Controllable growth of MoO3 dielectrics with sub-1 nm equivalent oxide thickness for 2D electronics
Xueming Li, Shankun Xu, Zhengfan Zhang, Z.L. Yu, Zhidong Pan, Yujue Yang, Xubing Lu, Nengjie Huo
Abstract
The integration of two-dimensional (2D) semiconductors with high-κ dielectrics is critical for the development of post-silicon electronics. The key challenge lies in developing an ultra-thin high-κ dielectric with damage-free interface and sub-1 nm equivalent oxide thickness (EOT) for further continuation of Moore’s law. Here we report the thickness-controlled free-standing growth of layered MoO3 dielectrics with EOT down to 0.9 nm and high permittivity beyond 40, and their application in 2D electronic devices. The MoS2 transistors with MoO3 as high-κ gate dielectric exhibit a high on/off ratio close to 108, low subthreshold swing of 78 mV/dec and low leakage current below 10−4 A/cm2. By further vertically stacking n-MoS2 with p-WSe2 transistors, the complementary metal-oxide-semiconductor (CMOS) inverters are achieved, demonstrating its application potential in high-density digital logical circuits.
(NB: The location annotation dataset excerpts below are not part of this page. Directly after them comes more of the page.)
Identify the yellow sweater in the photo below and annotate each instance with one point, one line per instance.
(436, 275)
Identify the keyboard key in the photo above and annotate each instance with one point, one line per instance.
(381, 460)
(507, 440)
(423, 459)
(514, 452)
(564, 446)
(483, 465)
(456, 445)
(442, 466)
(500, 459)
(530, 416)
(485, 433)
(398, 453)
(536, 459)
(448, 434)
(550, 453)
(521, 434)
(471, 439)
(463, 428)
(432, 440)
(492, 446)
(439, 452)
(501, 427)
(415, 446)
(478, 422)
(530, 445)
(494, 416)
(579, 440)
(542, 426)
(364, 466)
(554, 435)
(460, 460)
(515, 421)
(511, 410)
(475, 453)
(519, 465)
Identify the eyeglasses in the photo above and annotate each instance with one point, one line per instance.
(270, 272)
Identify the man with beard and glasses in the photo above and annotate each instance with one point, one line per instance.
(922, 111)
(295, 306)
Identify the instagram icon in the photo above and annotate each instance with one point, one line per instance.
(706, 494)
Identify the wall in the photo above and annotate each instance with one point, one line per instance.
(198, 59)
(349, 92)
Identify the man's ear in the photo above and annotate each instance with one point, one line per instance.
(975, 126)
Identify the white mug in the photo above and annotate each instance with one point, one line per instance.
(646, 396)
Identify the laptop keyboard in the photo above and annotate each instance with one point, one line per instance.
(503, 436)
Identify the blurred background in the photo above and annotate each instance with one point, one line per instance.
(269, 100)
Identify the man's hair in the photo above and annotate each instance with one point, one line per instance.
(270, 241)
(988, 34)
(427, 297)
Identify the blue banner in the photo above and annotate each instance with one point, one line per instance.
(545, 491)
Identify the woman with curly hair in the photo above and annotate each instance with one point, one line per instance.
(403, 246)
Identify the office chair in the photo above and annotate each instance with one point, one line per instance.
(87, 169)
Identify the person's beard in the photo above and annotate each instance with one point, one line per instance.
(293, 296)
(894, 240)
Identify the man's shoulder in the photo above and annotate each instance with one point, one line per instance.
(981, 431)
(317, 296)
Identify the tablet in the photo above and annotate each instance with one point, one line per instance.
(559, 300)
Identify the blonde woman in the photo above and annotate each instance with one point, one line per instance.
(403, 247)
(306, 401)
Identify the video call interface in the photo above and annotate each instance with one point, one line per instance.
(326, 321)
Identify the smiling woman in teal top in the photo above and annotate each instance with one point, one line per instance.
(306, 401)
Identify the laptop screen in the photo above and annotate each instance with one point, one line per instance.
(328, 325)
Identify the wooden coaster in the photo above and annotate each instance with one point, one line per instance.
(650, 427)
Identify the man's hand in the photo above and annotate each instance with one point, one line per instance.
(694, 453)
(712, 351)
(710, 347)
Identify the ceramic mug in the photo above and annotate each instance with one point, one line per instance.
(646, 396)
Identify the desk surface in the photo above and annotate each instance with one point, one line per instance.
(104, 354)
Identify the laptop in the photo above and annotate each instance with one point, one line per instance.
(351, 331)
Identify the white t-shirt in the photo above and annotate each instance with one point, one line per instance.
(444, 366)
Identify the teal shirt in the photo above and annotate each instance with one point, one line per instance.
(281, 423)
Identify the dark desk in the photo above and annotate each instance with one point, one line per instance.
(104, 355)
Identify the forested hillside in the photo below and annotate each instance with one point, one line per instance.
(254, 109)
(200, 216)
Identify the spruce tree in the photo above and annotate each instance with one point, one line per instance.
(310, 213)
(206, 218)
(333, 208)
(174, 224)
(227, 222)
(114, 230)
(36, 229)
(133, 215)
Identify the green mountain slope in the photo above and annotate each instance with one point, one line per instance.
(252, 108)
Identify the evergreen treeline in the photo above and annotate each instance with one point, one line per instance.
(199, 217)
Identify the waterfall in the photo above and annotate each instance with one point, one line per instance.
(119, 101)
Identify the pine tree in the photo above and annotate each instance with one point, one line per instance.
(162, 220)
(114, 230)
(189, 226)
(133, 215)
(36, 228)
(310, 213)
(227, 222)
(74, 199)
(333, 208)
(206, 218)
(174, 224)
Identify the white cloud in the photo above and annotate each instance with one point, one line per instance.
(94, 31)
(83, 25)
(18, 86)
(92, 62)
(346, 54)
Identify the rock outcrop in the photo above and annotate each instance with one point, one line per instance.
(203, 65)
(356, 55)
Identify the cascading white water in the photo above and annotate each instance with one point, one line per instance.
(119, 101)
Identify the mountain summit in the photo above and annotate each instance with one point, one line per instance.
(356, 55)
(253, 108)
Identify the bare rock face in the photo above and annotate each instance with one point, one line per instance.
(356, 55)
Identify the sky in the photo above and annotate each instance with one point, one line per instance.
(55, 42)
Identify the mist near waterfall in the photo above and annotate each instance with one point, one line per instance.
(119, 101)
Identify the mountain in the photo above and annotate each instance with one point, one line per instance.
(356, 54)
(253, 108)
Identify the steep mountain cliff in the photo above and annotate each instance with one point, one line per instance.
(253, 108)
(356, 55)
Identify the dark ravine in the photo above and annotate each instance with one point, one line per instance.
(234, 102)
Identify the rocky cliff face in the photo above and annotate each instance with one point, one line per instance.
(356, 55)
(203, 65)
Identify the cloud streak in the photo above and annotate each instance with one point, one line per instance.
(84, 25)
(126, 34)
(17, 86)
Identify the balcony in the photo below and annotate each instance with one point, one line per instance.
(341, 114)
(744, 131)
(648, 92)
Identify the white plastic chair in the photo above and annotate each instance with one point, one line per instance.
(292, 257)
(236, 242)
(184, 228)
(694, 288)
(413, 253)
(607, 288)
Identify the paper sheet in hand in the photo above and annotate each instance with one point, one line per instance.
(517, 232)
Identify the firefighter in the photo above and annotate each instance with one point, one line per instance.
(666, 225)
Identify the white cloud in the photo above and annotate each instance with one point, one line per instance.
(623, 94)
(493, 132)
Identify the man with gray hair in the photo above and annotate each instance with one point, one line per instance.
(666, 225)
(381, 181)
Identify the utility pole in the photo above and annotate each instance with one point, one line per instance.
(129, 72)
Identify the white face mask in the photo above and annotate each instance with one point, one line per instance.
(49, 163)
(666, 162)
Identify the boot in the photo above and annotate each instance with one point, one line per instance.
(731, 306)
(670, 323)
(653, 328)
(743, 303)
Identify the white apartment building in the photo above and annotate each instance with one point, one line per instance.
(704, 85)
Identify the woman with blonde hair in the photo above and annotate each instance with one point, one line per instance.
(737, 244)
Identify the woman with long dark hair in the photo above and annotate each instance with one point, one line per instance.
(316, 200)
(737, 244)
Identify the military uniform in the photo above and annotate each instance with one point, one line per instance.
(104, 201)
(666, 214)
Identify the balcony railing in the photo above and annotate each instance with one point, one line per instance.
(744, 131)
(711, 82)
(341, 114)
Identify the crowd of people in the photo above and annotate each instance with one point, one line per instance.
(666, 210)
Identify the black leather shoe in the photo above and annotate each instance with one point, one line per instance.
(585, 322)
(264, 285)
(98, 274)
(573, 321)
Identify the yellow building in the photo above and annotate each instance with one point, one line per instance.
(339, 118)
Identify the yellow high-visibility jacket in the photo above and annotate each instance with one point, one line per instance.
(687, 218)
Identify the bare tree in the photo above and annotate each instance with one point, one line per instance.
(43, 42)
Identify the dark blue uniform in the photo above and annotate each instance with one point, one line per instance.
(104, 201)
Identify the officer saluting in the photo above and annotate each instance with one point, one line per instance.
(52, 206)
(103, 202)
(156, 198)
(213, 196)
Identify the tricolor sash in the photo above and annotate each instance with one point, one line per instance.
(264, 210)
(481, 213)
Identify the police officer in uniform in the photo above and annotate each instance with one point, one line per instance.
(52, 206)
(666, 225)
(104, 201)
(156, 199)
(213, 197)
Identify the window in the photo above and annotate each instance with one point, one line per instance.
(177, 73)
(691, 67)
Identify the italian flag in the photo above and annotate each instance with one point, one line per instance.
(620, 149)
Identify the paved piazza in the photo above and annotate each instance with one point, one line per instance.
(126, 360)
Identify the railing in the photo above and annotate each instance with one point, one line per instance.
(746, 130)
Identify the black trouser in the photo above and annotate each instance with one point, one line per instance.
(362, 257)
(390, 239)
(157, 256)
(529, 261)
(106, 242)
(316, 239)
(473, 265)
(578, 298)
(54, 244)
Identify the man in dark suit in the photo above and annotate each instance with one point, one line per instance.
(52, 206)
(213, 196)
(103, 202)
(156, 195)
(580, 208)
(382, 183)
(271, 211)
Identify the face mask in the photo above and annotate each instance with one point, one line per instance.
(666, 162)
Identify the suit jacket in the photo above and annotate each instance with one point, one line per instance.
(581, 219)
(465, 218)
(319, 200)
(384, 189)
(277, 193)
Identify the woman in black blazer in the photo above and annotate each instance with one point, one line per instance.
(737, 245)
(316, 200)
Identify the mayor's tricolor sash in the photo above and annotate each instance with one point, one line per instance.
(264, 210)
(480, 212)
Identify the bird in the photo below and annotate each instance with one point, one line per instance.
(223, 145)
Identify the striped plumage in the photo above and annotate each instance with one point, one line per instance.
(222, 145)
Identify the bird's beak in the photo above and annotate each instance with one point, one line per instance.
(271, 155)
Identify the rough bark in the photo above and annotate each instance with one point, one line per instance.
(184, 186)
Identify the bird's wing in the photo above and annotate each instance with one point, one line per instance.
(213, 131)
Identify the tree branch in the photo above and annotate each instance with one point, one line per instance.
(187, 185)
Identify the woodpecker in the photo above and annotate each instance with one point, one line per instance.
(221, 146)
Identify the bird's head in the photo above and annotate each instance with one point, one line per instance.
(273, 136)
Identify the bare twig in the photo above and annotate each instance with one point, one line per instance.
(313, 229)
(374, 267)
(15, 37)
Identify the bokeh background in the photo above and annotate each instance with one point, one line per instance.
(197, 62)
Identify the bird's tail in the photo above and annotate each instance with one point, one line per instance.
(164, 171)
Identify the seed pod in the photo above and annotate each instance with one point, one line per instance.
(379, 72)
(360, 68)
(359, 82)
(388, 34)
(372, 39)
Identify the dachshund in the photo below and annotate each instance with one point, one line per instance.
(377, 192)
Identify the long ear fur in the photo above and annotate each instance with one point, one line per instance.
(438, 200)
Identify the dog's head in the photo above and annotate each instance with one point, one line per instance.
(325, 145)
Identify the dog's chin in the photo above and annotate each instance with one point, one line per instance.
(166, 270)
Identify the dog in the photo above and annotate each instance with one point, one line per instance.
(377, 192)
This work develops the controllable growth of high-κ MoO3 dielectrics with ultra-thin EOT, advancing the development of high-performance, size-shrinking and low-power 2D electronics. The integration of 2D semiconductors with high-κ dielectrics is an important requirement for the development of post-silicon electronics. Here, the authors report the thickness-controlled growth of MoO3 nanoflakes with equivalent oxide thickness down to 0.9 nm, and their application for the realization of 2D electronic devices.